Sophie Tiller lässt es in einem künstlerischen Langzeitprojekt aus Naturkundebüchern sprießen – und zeigt Bilder davon erstmals in Quart (auf den folgenden Doppelseiten). Hier ein paar Zeilen zur Arbeit:

„Verwendet wurden Naturkundebücher, in diese wurden Löcher gebohrt, mit Erde befüllt und Kapuzinerkresse gepflanzt. In jedem Bild wird ein Durchgangsstadium gezeigt. Wir sehen keinen Anfangs- und keinen Endpunkt, sondern verschiedene prozesshafte Versuchsanordnungen, die keine chronologische Abfolge zeigen.

Es handelt sich nicht um eine wissenschaftliche Dokumentation, sondern um eine freie Interpretation der verschiedenen Stadien und Zustände. Es geht um das Hinterfragen von Ordnungssystemen und um den Wunsch des Menschen, alles aufzulisten und dadurch dauerhafte Ordnungskriterien aufstellen zu können. Die Pflanzen ihrerseits erwachen zum Leben, verselbständigen sich, geraten außer Kontrolle – der nicht vorhersehbare Prozess nimmt seinen Lauf. Dies steht für das Chaotische und Irrationale des Lebens mit seiner Alogik und Zufälligkeit.

Gepflanzt wurde Kapuzinerkresse, eine mehrjährige, widerstandsfähige und genügsame Pflanze, die in ihrem Lebenszyklus Blüten und später Früchte bekommt.
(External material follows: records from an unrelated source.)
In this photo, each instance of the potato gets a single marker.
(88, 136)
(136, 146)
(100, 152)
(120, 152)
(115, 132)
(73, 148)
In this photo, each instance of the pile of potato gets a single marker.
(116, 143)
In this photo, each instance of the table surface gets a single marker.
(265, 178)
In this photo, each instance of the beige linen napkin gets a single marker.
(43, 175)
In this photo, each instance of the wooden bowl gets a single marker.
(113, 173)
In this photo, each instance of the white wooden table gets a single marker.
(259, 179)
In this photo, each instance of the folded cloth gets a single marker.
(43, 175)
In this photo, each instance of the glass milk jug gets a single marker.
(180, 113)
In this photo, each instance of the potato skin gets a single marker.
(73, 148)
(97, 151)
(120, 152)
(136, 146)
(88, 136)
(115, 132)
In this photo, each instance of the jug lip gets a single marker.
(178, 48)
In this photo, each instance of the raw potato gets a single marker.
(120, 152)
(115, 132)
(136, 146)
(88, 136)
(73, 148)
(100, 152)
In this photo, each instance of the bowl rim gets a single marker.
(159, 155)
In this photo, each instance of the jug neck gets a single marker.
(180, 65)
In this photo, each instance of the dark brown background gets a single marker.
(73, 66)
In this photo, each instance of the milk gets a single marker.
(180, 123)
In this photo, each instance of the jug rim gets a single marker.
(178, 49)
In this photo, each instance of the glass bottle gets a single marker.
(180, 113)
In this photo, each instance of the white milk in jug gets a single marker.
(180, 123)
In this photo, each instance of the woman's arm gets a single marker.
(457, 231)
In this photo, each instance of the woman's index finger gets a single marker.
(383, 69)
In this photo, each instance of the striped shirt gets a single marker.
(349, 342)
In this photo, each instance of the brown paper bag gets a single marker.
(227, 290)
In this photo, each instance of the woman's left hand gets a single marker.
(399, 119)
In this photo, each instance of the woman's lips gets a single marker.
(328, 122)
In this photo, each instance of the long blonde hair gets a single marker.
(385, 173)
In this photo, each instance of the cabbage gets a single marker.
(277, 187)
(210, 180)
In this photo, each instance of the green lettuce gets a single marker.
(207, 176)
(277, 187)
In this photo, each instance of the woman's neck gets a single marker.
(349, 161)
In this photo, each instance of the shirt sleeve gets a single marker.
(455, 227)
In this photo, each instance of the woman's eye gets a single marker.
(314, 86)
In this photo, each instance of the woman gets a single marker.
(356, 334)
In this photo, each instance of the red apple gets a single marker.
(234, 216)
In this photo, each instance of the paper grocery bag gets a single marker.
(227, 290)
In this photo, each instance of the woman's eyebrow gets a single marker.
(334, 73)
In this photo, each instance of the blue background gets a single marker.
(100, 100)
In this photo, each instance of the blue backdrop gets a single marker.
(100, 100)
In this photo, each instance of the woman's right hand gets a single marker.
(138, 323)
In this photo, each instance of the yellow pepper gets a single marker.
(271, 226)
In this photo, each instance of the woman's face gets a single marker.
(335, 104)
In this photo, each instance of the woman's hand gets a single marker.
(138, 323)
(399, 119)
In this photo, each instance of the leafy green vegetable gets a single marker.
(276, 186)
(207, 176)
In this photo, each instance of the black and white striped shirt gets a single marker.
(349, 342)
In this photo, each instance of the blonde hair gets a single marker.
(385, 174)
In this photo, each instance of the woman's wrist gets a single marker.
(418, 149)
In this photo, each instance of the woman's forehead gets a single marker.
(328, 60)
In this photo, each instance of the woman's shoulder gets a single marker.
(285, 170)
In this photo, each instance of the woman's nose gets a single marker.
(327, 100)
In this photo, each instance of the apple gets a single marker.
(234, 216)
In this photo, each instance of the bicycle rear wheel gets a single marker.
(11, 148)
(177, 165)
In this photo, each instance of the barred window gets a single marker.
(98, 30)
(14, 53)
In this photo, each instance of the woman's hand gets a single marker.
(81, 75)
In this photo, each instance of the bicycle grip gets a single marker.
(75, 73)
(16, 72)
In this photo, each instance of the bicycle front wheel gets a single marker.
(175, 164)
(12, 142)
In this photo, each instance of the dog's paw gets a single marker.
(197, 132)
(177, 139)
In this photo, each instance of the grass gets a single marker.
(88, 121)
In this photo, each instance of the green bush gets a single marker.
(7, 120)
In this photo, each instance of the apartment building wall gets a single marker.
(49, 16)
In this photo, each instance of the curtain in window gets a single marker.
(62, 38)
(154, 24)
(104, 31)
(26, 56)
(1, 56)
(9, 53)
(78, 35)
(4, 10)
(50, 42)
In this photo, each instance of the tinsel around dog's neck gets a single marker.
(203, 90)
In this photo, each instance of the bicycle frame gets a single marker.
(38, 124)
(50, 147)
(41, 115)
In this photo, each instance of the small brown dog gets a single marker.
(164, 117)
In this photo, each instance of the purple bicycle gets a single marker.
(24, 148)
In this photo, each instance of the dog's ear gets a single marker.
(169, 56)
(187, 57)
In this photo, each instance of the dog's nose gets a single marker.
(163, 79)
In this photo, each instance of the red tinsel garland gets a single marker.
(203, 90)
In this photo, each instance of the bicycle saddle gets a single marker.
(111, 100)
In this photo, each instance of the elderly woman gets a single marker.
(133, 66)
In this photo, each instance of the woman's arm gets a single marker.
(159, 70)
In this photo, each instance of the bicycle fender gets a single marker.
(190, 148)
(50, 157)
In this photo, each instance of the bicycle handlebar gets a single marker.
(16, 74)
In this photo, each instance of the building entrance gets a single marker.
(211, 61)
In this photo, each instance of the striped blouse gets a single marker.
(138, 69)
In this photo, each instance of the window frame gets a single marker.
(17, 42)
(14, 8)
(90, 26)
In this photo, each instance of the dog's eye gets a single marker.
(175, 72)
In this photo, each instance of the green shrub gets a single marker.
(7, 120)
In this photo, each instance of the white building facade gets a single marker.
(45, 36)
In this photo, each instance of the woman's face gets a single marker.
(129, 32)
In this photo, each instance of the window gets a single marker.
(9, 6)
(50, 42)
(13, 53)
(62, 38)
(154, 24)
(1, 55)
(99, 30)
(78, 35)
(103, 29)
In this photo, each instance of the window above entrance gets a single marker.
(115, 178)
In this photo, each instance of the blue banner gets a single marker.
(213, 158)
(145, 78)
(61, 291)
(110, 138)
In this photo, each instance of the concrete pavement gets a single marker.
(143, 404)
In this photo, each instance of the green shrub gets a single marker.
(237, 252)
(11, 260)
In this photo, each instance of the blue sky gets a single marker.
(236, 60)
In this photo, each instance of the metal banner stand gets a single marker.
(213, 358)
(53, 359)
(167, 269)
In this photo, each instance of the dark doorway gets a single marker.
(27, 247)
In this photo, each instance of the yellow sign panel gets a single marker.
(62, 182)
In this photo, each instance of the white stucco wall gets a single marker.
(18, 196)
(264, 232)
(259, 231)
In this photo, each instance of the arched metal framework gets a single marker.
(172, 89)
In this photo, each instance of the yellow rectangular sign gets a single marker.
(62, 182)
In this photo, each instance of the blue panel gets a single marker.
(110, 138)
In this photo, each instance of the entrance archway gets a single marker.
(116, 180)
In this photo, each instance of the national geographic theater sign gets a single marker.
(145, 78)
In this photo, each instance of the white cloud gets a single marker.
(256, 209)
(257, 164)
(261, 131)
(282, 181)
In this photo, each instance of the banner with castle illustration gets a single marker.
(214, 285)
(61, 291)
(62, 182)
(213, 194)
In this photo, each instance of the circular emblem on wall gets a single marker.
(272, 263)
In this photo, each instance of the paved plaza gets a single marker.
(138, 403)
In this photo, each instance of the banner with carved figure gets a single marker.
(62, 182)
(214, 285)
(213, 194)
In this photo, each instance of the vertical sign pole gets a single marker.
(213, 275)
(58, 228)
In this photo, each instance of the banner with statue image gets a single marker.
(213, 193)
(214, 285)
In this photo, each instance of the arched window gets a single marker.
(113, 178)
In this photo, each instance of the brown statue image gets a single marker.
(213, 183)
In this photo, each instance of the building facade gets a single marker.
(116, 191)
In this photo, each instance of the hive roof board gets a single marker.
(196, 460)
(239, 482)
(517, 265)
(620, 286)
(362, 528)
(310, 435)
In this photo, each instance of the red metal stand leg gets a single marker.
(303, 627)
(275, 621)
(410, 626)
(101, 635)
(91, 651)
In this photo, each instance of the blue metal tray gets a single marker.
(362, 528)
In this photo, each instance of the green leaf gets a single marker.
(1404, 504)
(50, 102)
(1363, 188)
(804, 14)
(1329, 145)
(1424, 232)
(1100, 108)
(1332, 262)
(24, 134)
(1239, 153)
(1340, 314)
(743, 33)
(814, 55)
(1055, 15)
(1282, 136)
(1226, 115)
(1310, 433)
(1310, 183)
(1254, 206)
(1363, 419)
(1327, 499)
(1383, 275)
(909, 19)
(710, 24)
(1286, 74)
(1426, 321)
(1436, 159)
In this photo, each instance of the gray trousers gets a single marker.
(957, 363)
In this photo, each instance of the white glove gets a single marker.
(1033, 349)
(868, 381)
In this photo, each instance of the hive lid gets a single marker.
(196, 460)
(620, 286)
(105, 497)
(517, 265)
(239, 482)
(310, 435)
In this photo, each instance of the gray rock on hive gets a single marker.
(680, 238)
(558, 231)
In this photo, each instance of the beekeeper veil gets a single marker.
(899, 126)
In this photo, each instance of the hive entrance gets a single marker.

Die erste Ansiedlung einer Lebensform ist hier nicht dem Zufall überlassen, sondern planmäßig initiiert. Später sind andere Pflanzen-‚Parasiten‘ durch Flugsamen hinzugekommen und verdrängen die Kapuzinerkresse in immer größerem Ausmaß.
Die pflanzliche Besiedelung bereitet den Lebensraum für die tierische Besiedelung vor (Würmer, Bakterien, Schnecken …)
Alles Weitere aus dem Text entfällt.